En République démocratique du Congo (RDC), la crise des violences sexuelles reste aiguë. Dans l’est du pays, Médecins Sans Frontières (MSF) tire la sonnette d’alarme : la prise en charge des victimes demeure insuffisante, tandis que les agressions continuent à un rythme alarmant.
Des chiffres qui témoignent d’une urgence persistante
En 2024, près de 40 000 victimes et survivantes ont été soignées par les équipes MSF dans la seule province du Nord-Kivu. Cette tendance se poursuit : entre janvier et avril 2025, l’organisation a pris en charge environ 7 400 personnes à Goma et plus de 2 400 à Saké, à une vingtaine de kilomètres à l’ouest de la ville.
Malgré l’évolution du contexte sécuritaire, les violences sexuelles restent omniprésentes.

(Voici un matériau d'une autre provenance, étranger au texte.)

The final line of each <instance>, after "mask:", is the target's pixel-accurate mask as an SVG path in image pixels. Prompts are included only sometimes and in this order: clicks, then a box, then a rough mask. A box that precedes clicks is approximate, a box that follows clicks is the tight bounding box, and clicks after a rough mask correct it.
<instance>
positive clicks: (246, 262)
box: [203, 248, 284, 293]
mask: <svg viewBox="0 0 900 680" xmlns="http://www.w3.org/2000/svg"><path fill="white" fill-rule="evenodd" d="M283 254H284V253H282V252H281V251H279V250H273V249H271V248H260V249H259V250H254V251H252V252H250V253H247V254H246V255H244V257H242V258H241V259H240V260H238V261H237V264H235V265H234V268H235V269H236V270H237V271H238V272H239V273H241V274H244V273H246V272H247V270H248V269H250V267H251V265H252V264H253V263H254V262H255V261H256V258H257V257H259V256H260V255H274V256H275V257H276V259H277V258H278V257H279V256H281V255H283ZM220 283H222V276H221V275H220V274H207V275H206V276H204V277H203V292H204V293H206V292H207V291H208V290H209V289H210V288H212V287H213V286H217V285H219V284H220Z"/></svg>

« Le contexte dans cette région a changé, mais pas la problématique des violences sexuelles, dont les femmes sont majoritairement les premières victimes », explique François Calas, responsable des programmes MSF au Nord-Kivu.

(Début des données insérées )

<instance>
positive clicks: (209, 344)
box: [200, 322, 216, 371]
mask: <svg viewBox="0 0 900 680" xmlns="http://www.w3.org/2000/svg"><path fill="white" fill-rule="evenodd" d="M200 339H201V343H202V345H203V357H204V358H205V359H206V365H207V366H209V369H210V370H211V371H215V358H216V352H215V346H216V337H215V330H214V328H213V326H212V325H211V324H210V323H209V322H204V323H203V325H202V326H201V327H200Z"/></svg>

L’insécurité dans ces zones de conflit continue de favoriser ces violences. La plupart des agressions signalées sont perpétrées sous la menace d’une arme, par des assaillants souvent non identifiés en raison de la multitude de groupes armés et de la prolifération des armes.

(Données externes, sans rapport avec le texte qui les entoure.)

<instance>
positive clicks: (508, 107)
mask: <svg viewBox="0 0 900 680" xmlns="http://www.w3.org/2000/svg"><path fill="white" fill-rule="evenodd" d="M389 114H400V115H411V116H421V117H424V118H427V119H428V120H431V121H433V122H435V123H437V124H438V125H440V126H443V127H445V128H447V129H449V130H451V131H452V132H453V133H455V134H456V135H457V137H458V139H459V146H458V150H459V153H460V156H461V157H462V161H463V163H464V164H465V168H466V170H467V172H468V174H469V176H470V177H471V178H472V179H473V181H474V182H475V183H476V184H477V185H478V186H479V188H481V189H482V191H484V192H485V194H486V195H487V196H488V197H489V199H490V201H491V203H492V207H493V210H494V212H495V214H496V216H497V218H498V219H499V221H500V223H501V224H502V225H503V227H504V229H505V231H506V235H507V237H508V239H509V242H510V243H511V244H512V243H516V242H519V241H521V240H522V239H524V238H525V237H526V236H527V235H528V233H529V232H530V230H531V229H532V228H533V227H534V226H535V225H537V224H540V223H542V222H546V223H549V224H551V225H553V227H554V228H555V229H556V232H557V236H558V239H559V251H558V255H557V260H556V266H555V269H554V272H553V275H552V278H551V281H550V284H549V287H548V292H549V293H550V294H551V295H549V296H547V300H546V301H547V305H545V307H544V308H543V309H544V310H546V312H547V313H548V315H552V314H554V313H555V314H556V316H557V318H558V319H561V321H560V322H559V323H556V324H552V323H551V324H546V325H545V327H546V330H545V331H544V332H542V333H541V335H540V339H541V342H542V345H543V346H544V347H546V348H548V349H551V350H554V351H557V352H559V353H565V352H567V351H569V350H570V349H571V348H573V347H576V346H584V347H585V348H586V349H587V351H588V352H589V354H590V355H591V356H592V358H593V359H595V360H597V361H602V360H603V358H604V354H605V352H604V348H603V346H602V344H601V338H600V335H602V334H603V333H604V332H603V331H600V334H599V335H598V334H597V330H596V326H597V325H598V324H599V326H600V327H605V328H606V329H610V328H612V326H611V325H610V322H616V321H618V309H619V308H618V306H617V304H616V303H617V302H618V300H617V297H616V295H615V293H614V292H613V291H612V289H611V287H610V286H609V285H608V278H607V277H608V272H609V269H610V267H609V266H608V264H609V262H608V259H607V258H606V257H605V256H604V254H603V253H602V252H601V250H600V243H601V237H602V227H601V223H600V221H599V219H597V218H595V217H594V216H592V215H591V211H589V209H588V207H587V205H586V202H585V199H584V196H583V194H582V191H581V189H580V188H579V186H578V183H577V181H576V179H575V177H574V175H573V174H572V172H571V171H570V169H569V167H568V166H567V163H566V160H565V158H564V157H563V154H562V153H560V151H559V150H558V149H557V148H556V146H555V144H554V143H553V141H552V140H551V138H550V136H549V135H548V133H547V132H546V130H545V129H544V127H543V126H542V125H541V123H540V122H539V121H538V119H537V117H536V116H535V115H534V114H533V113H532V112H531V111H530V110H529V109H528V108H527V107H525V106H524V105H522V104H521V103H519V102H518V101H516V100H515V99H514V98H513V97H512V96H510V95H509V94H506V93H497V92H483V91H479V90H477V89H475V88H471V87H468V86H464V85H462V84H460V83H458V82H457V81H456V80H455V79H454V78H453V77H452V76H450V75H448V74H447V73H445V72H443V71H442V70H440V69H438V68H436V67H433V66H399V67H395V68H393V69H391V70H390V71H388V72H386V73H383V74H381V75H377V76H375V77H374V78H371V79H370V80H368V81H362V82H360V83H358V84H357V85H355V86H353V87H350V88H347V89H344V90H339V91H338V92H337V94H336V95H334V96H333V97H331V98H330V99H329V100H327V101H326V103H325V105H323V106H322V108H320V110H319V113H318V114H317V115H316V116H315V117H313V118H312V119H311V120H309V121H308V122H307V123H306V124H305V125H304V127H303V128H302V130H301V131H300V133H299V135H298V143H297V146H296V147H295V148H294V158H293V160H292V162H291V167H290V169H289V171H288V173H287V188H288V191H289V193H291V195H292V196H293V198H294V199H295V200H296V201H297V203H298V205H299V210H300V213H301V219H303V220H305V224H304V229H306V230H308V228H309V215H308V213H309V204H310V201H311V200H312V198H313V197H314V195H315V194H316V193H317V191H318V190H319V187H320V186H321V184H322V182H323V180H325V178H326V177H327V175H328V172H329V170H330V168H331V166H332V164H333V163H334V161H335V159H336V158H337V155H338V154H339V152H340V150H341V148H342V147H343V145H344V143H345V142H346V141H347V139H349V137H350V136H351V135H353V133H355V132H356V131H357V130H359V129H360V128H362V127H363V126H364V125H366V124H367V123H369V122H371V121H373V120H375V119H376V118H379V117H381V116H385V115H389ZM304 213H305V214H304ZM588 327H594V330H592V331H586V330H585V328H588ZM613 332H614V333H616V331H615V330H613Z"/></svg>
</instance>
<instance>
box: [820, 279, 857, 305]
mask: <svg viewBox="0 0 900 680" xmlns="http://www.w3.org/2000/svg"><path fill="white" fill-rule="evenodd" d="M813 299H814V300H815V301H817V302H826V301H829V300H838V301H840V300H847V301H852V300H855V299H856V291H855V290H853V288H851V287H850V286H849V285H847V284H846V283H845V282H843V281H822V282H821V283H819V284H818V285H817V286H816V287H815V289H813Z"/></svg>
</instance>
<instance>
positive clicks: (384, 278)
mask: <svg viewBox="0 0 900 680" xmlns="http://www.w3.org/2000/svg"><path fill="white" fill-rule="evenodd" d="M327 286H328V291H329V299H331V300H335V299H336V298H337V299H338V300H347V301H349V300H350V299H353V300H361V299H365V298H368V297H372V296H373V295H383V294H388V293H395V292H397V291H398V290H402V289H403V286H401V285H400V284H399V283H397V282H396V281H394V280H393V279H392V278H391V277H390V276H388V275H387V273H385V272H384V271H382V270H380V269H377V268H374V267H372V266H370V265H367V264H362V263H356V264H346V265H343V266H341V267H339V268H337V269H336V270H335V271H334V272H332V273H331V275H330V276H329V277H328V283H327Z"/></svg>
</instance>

MSF dénonce également une détérioration de l’accès aux soins. De nombreuses structures de santé ne disposent plus des médicaments et kits nécessaires pour traiter les victimes. Les conflits en cours perturbent les chaînes d’approvisionnement, tandis que la réduction des financements humanitaires aggrave la situation.
Une souffrance intime, souvent tue
Les prénoms utilisés dans les témoignages qui suivent ont été modifiés afin de préserver l’anonymat des victimes.
Les récits recueillis par MSF mettent en lumière la brutalité des agressions et l’absence de lieux sûrs pour les femmes, déplacées ou résidentes.
« Des hommes armés sont rentrés chez nous vers 22h30 », raconte Nasha, une femme déplacée ayant trouvé refuge dans la cour d’une école.
« Certains maris ont été tués, des femmes violées. C’est mon cas. Trois hommes voulaient me violer devant mon époux et mes huit enfants. Mon époux a résisté. Ils l’ont tué. »
En périphérie de Goma et Saké, d’autres victimes rapportent avoir été agressées sur les routes ou dans les champs.
« Ils m'ont demandé de choisir entre leur céder mon corps ou me faire tuer », témoigne Rika, habitante d’un village situé à une quarantaine de kilomètres à l’ouest de Goma.
« Ils m'ont violée, l'un après l'autre. »
Au Sud-Kivu, la situation reste tout aussi préoccupante. Dans les territoires de Kalehe et Uvira, près de 700 survivantes ont été prises en charge depuis janvier 2025. Là encore, les agressions se produisent souvent lors de déplacements ou à proximité des structures de santé.
« Nous avons souffert dans les champs où nous avons trouvé refuge », témoigne une habitante des collines autour de Kamanyola.
« Les hommes armés ne nous autorisaient pas à traverser les villages. Certaines femmes ont même été violées lorsqu’elles tentaient d’accéder à une structure de santé. »
MSF souligne que les chiffres recensés restent en dessous de la réalité. Selon Luders Leriche, coordinateur médical au Sud-Kivu, la peur de représailles, la stigmatisation, la distance et la faiblesse du système de santé freinent de nombreuses victimes dans leur démarche de soin.
Les conséquences sociales et psychologiques sont lourdes : isolement, rejet, pensées suicidaires.
Et si les femmes sont les principales victimes, les hommes aussi sont touchés, même si les cas signalés restent bien moins nombreux.
MSF appelle à une mobilisation urgente: « En dépit des défis actuels, il est impératif de ne pas abandonner ces femmes et ces enfants. Leur prise en charge doit être une priorité absolue », insiste François Calas.
Dans les provinces du Nord-Kivu et du Sud-Kivu, MSF propose une prise en charge complète, incluant traitements préventifs contre les infections sexuellement transmissibles, contraception d’urgence, vaccination, soins psychologiques, avortements sécurisés, et hospitalisation pour les cas les plus graves.
Mais sans un renforcement de la protection des civils et un accès durable aux soins, l’urgence risque de se prolonger. MSF appelle donc à maintenir, voire renforcer, les efforts humanitaires et à replacer la prise en charge des victimes au cœur des priorités, malgré un contexte de réduction mondiale des financements.